En particulier, la rédaction de l'article 1er B me semble par trop contraignante pour les collectivités territoriales, qui seraient dans l'obligation de mettre à disposition l'ensemble des documents sous forme électronique, alors que la directive en fait une simple possibilité.

De même, à l'article 2, le champ, élargi par l'Assemblée nationale, des éléments constitutifs des accords passés pour la numérisation des ressources culturelles devant être portés à la connaissance du public pose question : juridiquement, d'une part, s'agissant du respect du secret des affaires, économiquement d'autre part, en ce que cette disposition risque d'être préjudiciable au développement indispensable de ce type de partenariats.

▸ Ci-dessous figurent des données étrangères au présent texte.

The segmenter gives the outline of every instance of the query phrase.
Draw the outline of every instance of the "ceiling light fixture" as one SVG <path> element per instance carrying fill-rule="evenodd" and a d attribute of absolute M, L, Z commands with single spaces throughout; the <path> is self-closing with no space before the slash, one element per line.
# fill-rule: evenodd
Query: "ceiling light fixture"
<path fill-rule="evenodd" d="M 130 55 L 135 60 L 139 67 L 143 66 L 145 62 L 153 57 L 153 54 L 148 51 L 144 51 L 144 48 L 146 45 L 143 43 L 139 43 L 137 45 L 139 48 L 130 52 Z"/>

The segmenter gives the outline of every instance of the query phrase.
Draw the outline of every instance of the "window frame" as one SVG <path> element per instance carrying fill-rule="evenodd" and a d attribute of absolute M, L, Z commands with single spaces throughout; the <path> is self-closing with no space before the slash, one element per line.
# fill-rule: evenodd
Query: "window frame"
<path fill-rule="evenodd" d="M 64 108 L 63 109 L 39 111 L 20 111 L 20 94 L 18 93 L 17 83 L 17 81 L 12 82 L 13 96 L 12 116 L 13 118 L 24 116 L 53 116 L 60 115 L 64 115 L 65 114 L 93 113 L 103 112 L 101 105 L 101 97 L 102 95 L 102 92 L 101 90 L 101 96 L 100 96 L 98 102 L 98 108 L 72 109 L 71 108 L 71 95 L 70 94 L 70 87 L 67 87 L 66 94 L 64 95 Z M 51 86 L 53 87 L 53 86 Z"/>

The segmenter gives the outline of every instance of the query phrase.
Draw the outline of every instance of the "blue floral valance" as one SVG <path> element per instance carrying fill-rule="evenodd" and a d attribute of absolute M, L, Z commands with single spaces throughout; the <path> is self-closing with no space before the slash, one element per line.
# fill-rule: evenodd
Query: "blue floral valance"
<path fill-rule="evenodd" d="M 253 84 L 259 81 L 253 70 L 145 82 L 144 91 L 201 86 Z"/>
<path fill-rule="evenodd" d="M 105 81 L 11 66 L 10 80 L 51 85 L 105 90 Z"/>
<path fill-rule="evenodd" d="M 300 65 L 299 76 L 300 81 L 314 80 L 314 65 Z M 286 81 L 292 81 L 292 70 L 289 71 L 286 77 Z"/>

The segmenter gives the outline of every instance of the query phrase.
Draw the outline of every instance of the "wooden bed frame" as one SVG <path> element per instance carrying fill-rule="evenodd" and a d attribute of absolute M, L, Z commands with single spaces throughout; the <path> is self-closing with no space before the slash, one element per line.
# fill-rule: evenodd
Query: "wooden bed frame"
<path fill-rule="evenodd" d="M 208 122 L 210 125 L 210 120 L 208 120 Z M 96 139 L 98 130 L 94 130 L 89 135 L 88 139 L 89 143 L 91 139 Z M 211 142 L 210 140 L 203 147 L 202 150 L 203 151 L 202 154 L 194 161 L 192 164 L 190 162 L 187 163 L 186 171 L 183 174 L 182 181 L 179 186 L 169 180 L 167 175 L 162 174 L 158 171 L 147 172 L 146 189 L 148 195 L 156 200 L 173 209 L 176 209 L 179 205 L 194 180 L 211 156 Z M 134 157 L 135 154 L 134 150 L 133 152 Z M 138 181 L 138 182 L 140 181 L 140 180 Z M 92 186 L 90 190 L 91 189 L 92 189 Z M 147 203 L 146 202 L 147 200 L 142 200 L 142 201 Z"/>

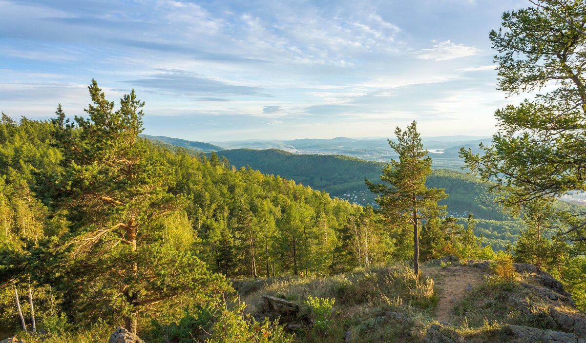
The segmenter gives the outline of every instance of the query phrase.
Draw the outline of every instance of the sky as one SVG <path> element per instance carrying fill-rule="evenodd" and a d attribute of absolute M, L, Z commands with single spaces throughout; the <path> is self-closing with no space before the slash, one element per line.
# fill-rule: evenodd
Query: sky
<path fill-rule="evenodd" d="M 0 0 L 0 110 L 83 116 L 92 78 L 189 140 L 489 136 L 488 34 L 527 0 Z"/>

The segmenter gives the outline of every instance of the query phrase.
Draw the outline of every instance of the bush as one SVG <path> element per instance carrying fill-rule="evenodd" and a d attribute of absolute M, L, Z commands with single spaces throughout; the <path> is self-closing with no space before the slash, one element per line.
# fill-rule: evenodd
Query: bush
<path fill-rule="evenodd" d="M 307 297 L 305 303 L 309 307 L 314 315 L 315 324 L 314 328 L 323 331 L 328 328 L 331 322 L 332 308 L 336 299 L 333 298 L 314 297 L 310 294 Z"/>
<path fill-rule="evenodd" d="M 207 343 L 290 343 L 293 337 L 286 333 L 277 321 L 265 318 L 262 324 L 250 314 L 243 315 L 246 305 L 223 310 L 214 324 Z"/>
<path fill-rule="evenodd" d="M 495 257 L 495 261 L 490 264 L 490 268 L 495 275 L 504 281 L 513 281 L 515 279 L 513 257 L 510 254 L 499 251 Z"/>

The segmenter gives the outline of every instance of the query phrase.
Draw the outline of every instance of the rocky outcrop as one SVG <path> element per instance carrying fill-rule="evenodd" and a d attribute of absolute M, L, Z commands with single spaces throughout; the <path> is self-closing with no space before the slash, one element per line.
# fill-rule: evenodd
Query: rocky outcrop
<path fill-rule="evenodd" d="M 544 330 L 527 326 L 510 325 L 503 329 L 509 336 L 527 343 L 586 343 L 575 334 Z"/>
<path fill-rule="evenodd" d="M 108 343 L 145 343 L 136 334 L 133 334 L 122 327 L 118 327 L 110 335 Z"/>
<path fill-rule="evenodd" d="M 268 312 L 273 312 L 281 317 L 295 318 L 299 313 L 299 305 L 285 299 L 270 295 L 263 295 L 263 300 Z"/>
<path fill-rule="evenodd" d="M 456 331 L 437 324 L 431 324 L 431 326 L 427 328 L 423 341 L 424 343 L 466 343 L 466 342 Z"/>

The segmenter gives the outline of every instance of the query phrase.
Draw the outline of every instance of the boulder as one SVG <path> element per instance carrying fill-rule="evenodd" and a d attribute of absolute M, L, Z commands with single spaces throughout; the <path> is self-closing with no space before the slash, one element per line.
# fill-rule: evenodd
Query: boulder
<path fill-rule="evenodd" d="M 564 285 L 558 280 L 551 276 L 547 272 L 540 271 L 537 275 L 535 276 L 536 281 L 540 283 L 544 287 L 551 289 L 551 290 L 558 293 L 564 296 L 570 297 L 571 294 L 565 292 L 564 289 Z"/>
<path fill-rule="evenodd" d="M 506 334 L 527 343 L 586 343 L 575 334 L 544 330 L 520 325 L 509 325 L 503 329 Z"/>
<path fill-rule="evenodd" d="M 145 343 L 136 334 L 133 334 L 122 327 L 118 327 L 110 335 L 108 343 Z"/>
<path fill-rule="evenodd" d="M 6 339 L 2 339 L 0 341 L 0 343 L 26 343 L 24 341 L 21 341 L 19 339 L 16 337 L 10 337 L 9 338 L 6 338 Z"/>
<path fill-rule="evenodd" d="M 285 299 L 270 295 L 263 295 L 263 300 L 270 312 L 274 312 L 280 316 L 295 318 L 299 313 L 299 305 L 288 302 Z"/>

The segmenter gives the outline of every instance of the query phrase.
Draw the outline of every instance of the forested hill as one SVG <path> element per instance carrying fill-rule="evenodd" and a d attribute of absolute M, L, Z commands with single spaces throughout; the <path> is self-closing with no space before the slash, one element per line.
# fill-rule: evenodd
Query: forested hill
<path fill-rule="evenodd" d="M 366 205 L 374 202 L 364 178 L 376 182 L 385 164 L 369 162 L 340 155 L 299 155 L 277 149 L 236 149 L 218 153 L 237 168 L 250 167 L 261 172 L 280 175 L 297 182 L 325 190 L 333 196 Z M 523 227 L 522 221 L 504 214 L 495 203 L 488 186 L 479 179 L 463 172 L 434 169 L 428 178 L 430 187 L 444 188 L 449 195 L 441 200 L 448 214 L 465 218 L 472 213 L 478 219 L 475 233 L 482 234 L 485 244 L 502 250 L 513 244 Z"/>
<path fill-rule="evenodd" d="M 299 155 L 278 149 L 235 149 L 218 155 L 237 168 L 249 165 L 337 196 L 366 189 L 364 178 L 378 178 L 382 165 L 343 155 Z"/>
<path fill-rule="evenodd" d="M 164 136 L 149 136 L 148 134 L 141 134 L 141 136 L 151 140 L 156 141 L 157 142 L 166 143 L 172 145 L 176 145 L 178 147 L 192 149 L 193 150 L 203 151 L 204 153 L 219 151 L 224 150 L 224 148 L 222 148 L 222 147 L 219 147 L 217 145 L 214 145 L 214 144 L 203 142 L 192 141 L 178 138 L 165 137 Z"/>
<path fill-rule="evenodd" d="M 364 205 L 374 199 L 367 190 L 364 178 L 378 181 L 385 165 L 340 155 L 298 155 L 277 149 L 236 149 L 218 154 L 237 168 L 250 166 Z M 488 186 L 475 177 L 436 169 L 428 178 L 428 186 L 446 189 L 449 197 L 444 200 L 444 205 L 455 214 L 472 212 L 479 219 L 506 218 L 493 203 L 494 199 L 487 192 Z"/>

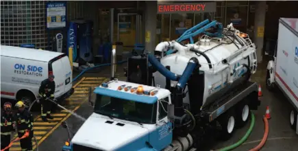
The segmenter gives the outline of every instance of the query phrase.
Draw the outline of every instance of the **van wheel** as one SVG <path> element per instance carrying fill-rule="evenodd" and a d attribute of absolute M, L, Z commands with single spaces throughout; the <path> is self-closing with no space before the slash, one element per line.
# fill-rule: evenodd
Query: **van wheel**
<path fill-rule="evenodd" d="M 290 128 L 295 130 L 297 128 L 297 112 L 295 108 L 293 108 L 290 112 Z"/>
<path fill-rule="evenodd" d="M 33 102 L 35 100 L 34 95 L 28 90 L 21 90 L 16 94 L 16 100 L 17 101 L 22 101 L 27 108 L 29 108 Z M 35 103 L 37 104 L 37 103 Z M 32 106 L 32 109 L 34 107 L 36 106 L 36 104 L 34 104 L 34 106 Z M 35 109 L 35 108 L 34 108 Z"/>
<path fill-rule="evenodd" d="M 270 71 L 267 69 L 267 74 L 266 75 L 266 87 L 270 91 L 274 91 L 274 83 L 270 82 Z"/>
<path fill-rule="evenodd" d="M 221 115 L 219 121 L 221 125 L 219 139 L 226 141 L 231 138 L 235 130 L 235 112 L 233 108 Z"/>
<path fill-rule="evenodd" d="M 243 101 L 240 102 L 236 108 L 236 125 L 238 128 L 242 128 L 249 120 L 250 115 L 249 106 L 247 101 Z"/>

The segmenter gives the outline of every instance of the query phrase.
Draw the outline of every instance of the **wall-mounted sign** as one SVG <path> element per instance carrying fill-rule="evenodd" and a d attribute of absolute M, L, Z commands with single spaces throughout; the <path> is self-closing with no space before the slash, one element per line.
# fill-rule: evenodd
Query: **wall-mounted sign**
<path fill-rule="evenodd" d="M 231 23 L 234 25 L 241 25 L 241 21 L 242 19 L 239 18 L 239 14 L 238 13 L 235 13 L 234 14 L 234 19 L 231 19 Z"/>
<path fill-rule="evenodd" d="M 186 19 L 185 20 L 185 27 L 190 28 L 193 26 L 192 25 L 192 20 L 191 19 Z"/>
<path fill-rule="evenodd" d="M 146 43 L 150 43 L 151 33 L 149 31 L 146 31 L 145 40 Z"/>
<path fill-rule="evenodd" d="M 264 27 L 260 26 L 258 27 L 258 37 L 264 37 Z"/>
<path fill-rule="evenodd" d="M 63 35 L 61 33 L 56 34 L 56 46 L 57 52 L 62 52 L 62 43 L 63 43 Z"/>
<path fill-rule="evenodd" d="M 158 3 L 158 14 L 215 12 L 215 2 L 200 3 Z"/>
<path fill-rule="evenodd" d="M 47 3 L 47 27 L 62 28 L 66 25 L 66 3 Z"/>

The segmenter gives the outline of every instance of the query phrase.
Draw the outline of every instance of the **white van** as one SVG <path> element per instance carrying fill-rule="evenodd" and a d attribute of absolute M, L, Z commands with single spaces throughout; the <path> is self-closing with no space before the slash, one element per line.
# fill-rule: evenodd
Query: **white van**
<path fill-rule="evenodd" d="M 36 99 L 41 82 L 55 76 L 55 97 L 73 93 L 69 57 L 62 53 L 1 45 L 1 97 L 23 100 L 29 106 Z"/>

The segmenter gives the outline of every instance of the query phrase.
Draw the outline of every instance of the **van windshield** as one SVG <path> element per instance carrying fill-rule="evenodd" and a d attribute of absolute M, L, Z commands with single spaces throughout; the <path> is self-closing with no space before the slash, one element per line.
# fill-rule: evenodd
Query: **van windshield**
<path fill-rule="evenodd" d="M 142 124 L 156 122 L 157 103 L 136 102 L 97 95 L 94 112 L 103 115 Z"/>

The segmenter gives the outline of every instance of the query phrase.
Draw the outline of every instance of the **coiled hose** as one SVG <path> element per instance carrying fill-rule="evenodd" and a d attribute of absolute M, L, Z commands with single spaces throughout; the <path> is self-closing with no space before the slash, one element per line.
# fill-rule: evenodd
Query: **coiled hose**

J'envisageais donc de vous proposer de modifier le texte sur ces deux points. Mais la commission des lois, saisie au fond et réunie ce matin sur le même sujet, a prévu de porter elle-même ces deux amendements. J'en laisse, sans en prendre ombrage, la primeur à notre collègue Hugues Portelli, son rapporteur, l'essentiel étant que la rédaction issue des travaux du Sénat réponde à nos attentes.

La directive du 26 juin 2013 une fois transposée, le chantier de l'open data sera toutefois loin d'être clos. De fait, le projet de loi pour une République numérique, porté par Axelle Lemaire, devrait contenir des dispositions autrement plus ambitieuses s'agissant de l'open data, ainsi que le rappelait Clotilde Valter devant les députés. L'enjeu sera alors, mes chers collègues, de nous montrer modernes, certes, mais aussi attentifs à ce que les équilibres établis aujourd'hui soient préservés. Je pense notamment au respect du droit d'auteur.